Ying Bi is currently a professor at Zhengzhou University, China. She received her PhD degree in 2020 from the Victoria University of Wellington (VUW), New Zealand. Her research focuses mainly on evolutionary computer vision and machine learning. She has published an authored book on genetic programming for image classification and over 80 papers in fully refereed journals and conferences, including IEEE TEVC, IEEE CIM, IEEE CYB, GECCO, and PPSN. She is/was served as the Associate Editor of seven journals, including IEEE TEVC and IEEE TAI. She is currently the Vice-Chair of the IEEE CIS Task Force on Evolutionary Computer Vision and Image Processing, and a member of the IEEE CIS Task Force on Evolutionary Computation for Feature Selection and Construction. She is serving as the workshop chair of IEEE CEC 2024, student affair chair of GECCO 2023 and GECCO 2024, organizer of the EDMML workshop in IEEE ICDM 2021-2024, and co-chair of the special session on ECVIP at IEEE CEC 2023, 2022 and IEEE CIMSIVP at IEEE SSCI 2023, 2022. She is served as Chair of IEEE CIS Women in Computational Intelligence Subcommittee.

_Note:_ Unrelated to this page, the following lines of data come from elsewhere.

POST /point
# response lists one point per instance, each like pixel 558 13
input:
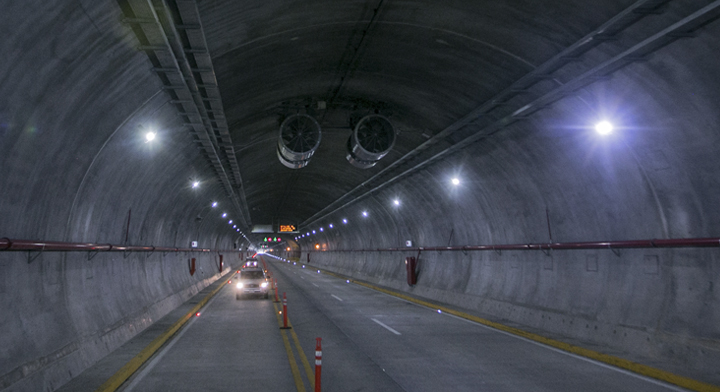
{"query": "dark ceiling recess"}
pixel 372 138
pixel 299 138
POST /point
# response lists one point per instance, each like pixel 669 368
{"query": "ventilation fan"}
pixel 372 139
pixel 299 138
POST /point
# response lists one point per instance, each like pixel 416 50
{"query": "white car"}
pixel 251 281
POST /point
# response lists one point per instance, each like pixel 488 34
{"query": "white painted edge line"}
pixel 386 327
pixel 598 363
pixel 159 355
pixel 601 364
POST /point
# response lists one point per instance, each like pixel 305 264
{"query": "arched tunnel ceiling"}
pixel 445 74
pixel 422 64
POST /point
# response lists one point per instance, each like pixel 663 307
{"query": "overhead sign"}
pixel 287 228
pixel 263 229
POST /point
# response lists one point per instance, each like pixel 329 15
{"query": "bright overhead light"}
pixel 604 128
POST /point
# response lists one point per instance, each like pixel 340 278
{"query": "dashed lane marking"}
pixel 386 327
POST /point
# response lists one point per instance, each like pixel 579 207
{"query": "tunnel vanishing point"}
pixel 549 165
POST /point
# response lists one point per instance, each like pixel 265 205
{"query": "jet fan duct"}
pixel 298 139
pixel 372 139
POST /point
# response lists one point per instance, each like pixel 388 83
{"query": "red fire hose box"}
pixel 410 264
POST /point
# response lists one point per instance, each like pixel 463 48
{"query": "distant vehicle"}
pixel 252 281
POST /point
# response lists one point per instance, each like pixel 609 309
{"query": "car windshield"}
pixel 251 275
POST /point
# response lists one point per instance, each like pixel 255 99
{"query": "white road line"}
pixel 386 327
pixel 580 357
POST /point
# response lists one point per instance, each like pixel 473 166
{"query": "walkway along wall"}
pixel 64 311
pixel 646 303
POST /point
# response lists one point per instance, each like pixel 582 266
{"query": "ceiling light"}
pixel 604 128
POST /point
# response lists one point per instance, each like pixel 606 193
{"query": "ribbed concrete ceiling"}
pixel 423 64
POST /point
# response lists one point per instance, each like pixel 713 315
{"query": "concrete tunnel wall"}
pixel 75 165
pixel 656 177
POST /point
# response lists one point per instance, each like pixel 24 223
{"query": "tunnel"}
pixel 471 195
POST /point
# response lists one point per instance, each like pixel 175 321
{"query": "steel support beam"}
pixel 681 28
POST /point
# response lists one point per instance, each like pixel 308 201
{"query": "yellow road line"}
pixel 293 364
pixel 117 379
pixel 648 371
pixel 303 358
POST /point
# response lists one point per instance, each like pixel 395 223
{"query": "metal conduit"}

Yanan Sun is a professor at Sichuan University, China. He has been a research postdoc at Victoria University of Wellington, New Zealand. His research focuses mainly on evolutionary neural architecture search. He has published >70 papers in fully referred journals and conferences, including IEEE TEVC, IEEE TNNLS, IEEE TCYB, NeurIPS, CVPR, ICCV, GECCO, and CEC. 12 out of the published papers have been selected as ESI Hot Paper, ESI Highly Cited Paper, IEEE CIS Chengdu Section Best Paper, AJCAI2024 Spotlight Paper, and MLMI2022 Best Paper. He is the funding chair of the IEEE CIS Task Force on Evolutionary Deep Learning and Applications. He is the leading chair of the special session on EDLA at IEEE CEC 2019, 2020, 2021, 2022, and 2024, and the symposium on ENASA at IEEE SSIC 2019-2023. He is an associate editor of IEEE TEVC, an associate editor of IEEE TNNLS, and an editorial member of Memetic Computing.